# Which cities or villages have English speakers?



## sensualspirit (Jul 7, 2010)

Hi there,

If I do move to Italy I do want to learn Italian, but I know it will be hard at my age or just because I'm not a quick learner when it comes to languages.

An Italian told me it's easier than learning other languages, what are your thoughts?

Which cities & villages have the most English speaking people?

Thanks


----------



## accbgb (Sep 23, 2009)

Personally, I think it is more difficult for English speakers because the roots of all Latin/romance languages are so very different than English. Masculine/feminine nouns, masculine/feminine versions of every adjective, "unnatural" (to English speakers) word order (the red automobile vs. la machina rossa). And then, verb structure which is, at the same time, similar and wildly different from that in English: I sing, you sing, he/she/it sings, we sing, you (all) sing, they sing. Compare to Io canto, Tu canti, lui/lei canta, noi cantiamo, voi cantate, loro cantano. And that is for a "regular" verb which has predicable word endings! And that's just the present tense! Italian has so many verb tenses (Presente, Imperfetto, Condizionale, Presente congiuntivo , Gerundio, Part Passato, Pass Prossimo, Tra remoto, Passato condizionale, Tra conj, Passato Remoto, Futuro, Imperativo, Imperfetto congiuntivo, Part presente, Tra prossimo, Future anteriore, Passato Conj) that even most natives restrict themselves to just a small subset.

It would be helpful, in my opinion, if you could spend your first year within a bus ride of a major city where you are likely to find more English-speakers and free or low-cost, government sponsored, Italian language lessons.


----------



## Amblepup (May 3, 2016)

I am retired and also struggle with the language which is very difficult, after a few years here I limit my time with English speaking people to say, once a month and absolutely throw myself into events where no one speaks English. I have tried formal lessons, CDs, etc., but find my self learning more from the locals, I listen for commonly used words and google it, then practice using that word as often as possible, likewise with short phrases. Until I am fluent I have someone who speaks English and Italian to help with out of the ordinary events which are complicated. I say, go for it, mix with people In Your village/town. Watch tv, read the papers, tv mags.


----------



## Bevdeforges (Nov 16, 2007)

I don't think there is an actual census or count of English speakers for Italy or any country in the world. But look for the cities and towns where there are established expat clubs or associations. The Brits and Americans have a number of expat groups in and around Italy, and generally speaking you can join a group if you have any sort of tie to the home country - however stretched. Or, look for expat groups with "International" in the title. (There are lots of International Women's Clubs, Circles and other such groups.) Most "international" groups use English as a common language - or contain a fair proportion of English speakers.

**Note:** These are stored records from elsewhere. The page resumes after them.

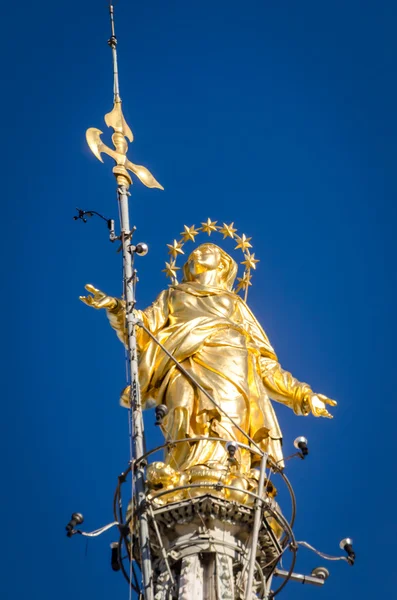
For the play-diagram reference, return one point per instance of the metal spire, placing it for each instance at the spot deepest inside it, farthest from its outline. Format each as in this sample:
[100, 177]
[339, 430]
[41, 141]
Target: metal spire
[115, 119]
[113, 44]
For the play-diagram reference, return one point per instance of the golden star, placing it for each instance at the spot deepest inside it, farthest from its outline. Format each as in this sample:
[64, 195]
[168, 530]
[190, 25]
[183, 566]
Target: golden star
[171, 269]
[175, 249]
[243, 242]
[228, 230]
[189, 233]
[209, 226]
[244, 281]
[250, 261]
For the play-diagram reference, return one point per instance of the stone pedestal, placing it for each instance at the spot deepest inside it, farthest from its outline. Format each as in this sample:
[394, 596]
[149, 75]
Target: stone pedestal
[206, 540]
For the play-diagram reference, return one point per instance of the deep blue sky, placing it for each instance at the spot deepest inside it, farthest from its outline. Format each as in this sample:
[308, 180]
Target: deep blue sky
[280, 116]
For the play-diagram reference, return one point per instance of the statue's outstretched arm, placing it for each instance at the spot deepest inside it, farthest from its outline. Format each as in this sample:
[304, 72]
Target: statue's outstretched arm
[284, 388]
[153, 317]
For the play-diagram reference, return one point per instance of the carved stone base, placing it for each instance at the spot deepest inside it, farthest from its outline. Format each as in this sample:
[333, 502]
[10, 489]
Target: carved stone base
[207, 543]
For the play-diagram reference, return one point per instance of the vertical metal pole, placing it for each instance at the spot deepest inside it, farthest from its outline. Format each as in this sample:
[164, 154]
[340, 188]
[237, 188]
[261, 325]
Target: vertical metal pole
[256, 527]
[135, 398]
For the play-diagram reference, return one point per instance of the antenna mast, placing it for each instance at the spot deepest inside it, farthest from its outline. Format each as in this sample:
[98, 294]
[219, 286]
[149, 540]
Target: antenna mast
[115, 119]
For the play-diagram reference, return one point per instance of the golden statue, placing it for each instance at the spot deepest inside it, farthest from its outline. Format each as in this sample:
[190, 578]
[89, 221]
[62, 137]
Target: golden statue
[211, 331]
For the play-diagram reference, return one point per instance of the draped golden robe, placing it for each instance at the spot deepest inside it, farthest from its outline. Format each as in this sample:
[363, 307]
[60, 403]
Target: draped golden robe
[217, 339]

But don't ignore the possibility that there are local Italians who would like to practice their English. (And they may be more than happy to help you with your Italian in exchange.) Put up a note in the local bakery or butcher shop and see what develops. You can do a language exchange over a cup of coffee or a glass of wine, make a new friend and learn a bit of Italian all at the same time!
Cheers,
Bev


----------



## sensualspirit (Jul 7, 2010)

Thanks to all. 

How do you find these groups? You mean online?

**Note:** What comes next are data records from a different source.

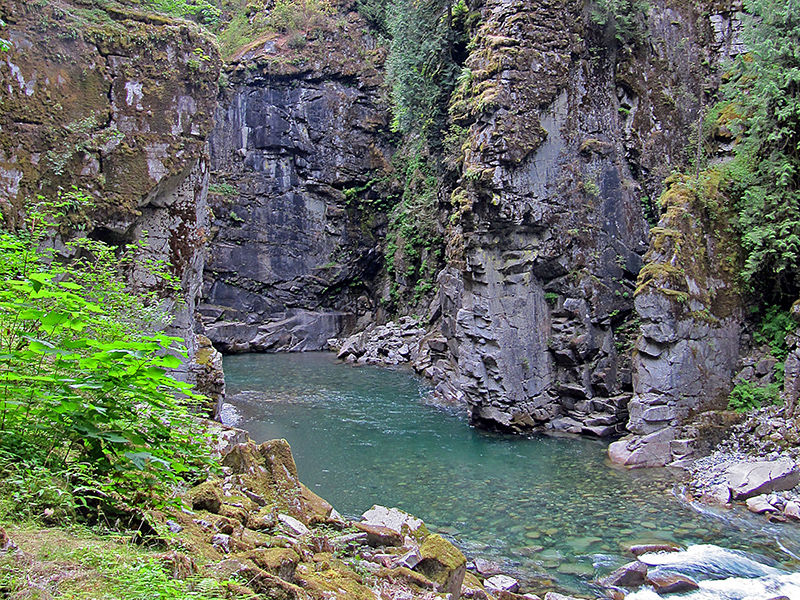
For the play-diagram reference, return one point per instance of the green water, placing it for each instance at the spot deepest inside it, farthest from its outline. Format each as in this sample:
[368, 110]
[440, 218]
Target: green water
[543, 507]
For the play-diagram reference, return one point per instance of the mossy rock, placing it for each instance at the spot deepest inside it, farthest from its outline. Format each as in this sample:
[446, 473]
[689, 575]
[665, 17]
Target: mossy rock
[278, 561]
[332, 579]
[443, 563]
[317, 508]
[234, 512]
[265, 518]
[474, 587]
[193, 539]
[206, 496]
[418, 581]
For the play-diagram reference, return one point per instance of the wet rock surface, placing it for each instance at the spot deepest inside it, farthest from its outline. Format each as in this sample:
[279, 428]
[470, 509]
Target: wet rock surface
[290, 260]
[749, 467]
[306, 550]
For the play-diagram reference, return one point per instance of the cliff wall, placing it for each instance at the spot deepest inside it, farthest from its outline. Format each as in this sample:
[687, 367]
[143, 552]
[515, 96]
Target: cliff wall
[117, 103]
[298, 131]
[570, 134]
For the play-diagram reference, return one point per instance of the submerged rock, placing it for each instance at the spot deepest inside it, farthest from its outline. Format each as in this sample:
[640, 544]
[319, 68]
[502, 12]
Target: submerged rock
[501, 583]
[443, 563]
[671, 583]
[632, 574]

I thought some cities were known for having more expats.


----------



## Bevdeforges (Nov 16, 2007)

Check online for expat groups. Or check the websites of the US, British, Canadian and any other Consulate you think might be useful. They sometimes have listings of local groups like Italian-[fill in the nationality] friendship or cultural societies, or university based organizations (some American universities even have alumni groups overseas). 
Cheers,
Bev


----------



## accbgb (Sep 23, 2009)

sensualspirit said:


> Thanks to all.
> 
> How do you find these groups? You mean online?
> 
> I thought some cities were known for having more expats.

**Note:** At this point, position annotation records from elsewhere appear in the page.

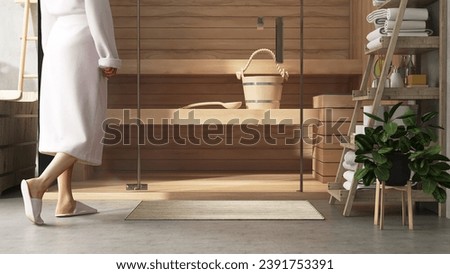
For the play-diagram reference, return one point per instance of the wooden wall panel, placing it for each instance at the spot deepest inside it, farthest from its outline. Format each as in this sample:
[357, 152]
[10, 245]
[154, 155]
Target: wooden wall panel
[193, 29]
[18, 142]
[177, 91]
[217, 30]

Facebook has an "Americans living in Italy" group as well as "A Friend in Florence". Both require that you request membership. I suppose there are other, similar groups as well.

"The Florentine" is an English-language newspaper/web site written especially for expats: http://www.theflorentine.net/

Also check this site for a listing of groups in Italy: Italy American Women's Club & Newcomers Clubs Directory

As far as "cities" known for their expats, I would think that Firenze (Florence) and Rome are at the top of the list, with other major locations such as Bologna and Genova (Genoa). But, of course, that is just scratching the surface.


----------



## MAXTORQUE (Jun 4, 2016)

sensualspirit said:


> Thanks to all.
> 
> How do you find these groups? You mean online?
> 
> I thought some cities were known for having more expats.



Hi I am an italian have obtained proficiency english certificate long time ago in London. When I was there the teachers and experts told me that for an italian to get full comand of english language (studying and speaking regularly) it would need about two years. For an english to learn full italian it would take 1 and half years.
The main reason is because when you learn english you must study the writing and speaking whereas italian you speak the same way you write. Plus english has much more words and slangs


----------



## sensualspirit (Jul 7, 2010)

Thanks everyone


----------



## rsetzer99 (Feb 20, 2014)

Brits and Americans are sprinkled all through the region. There is a language school in Lanciano and I do know of one bar in Penne, though for the life of me I cannot recall the name, not far from the entrance to the old town, that has a poster in the window advertising an English-Italian conversation club. 

Really, you just have to do it. I add more to my Italian skills during a 10 day trip to Abruzzo than I do in months of my online and book lessons back and home. Is is hard to learn. Yes and no. You are re-engaging parts of the brain that you have not really exercised since your childhood, and at first it likely to complain and say - no immigrants.  It takes a while, but it will come. The first big step will be when you can move from memorized phrases, to constructing sentences from the building blocks you learn. It may be baby talk, but people will get the drift and will work with you.


----------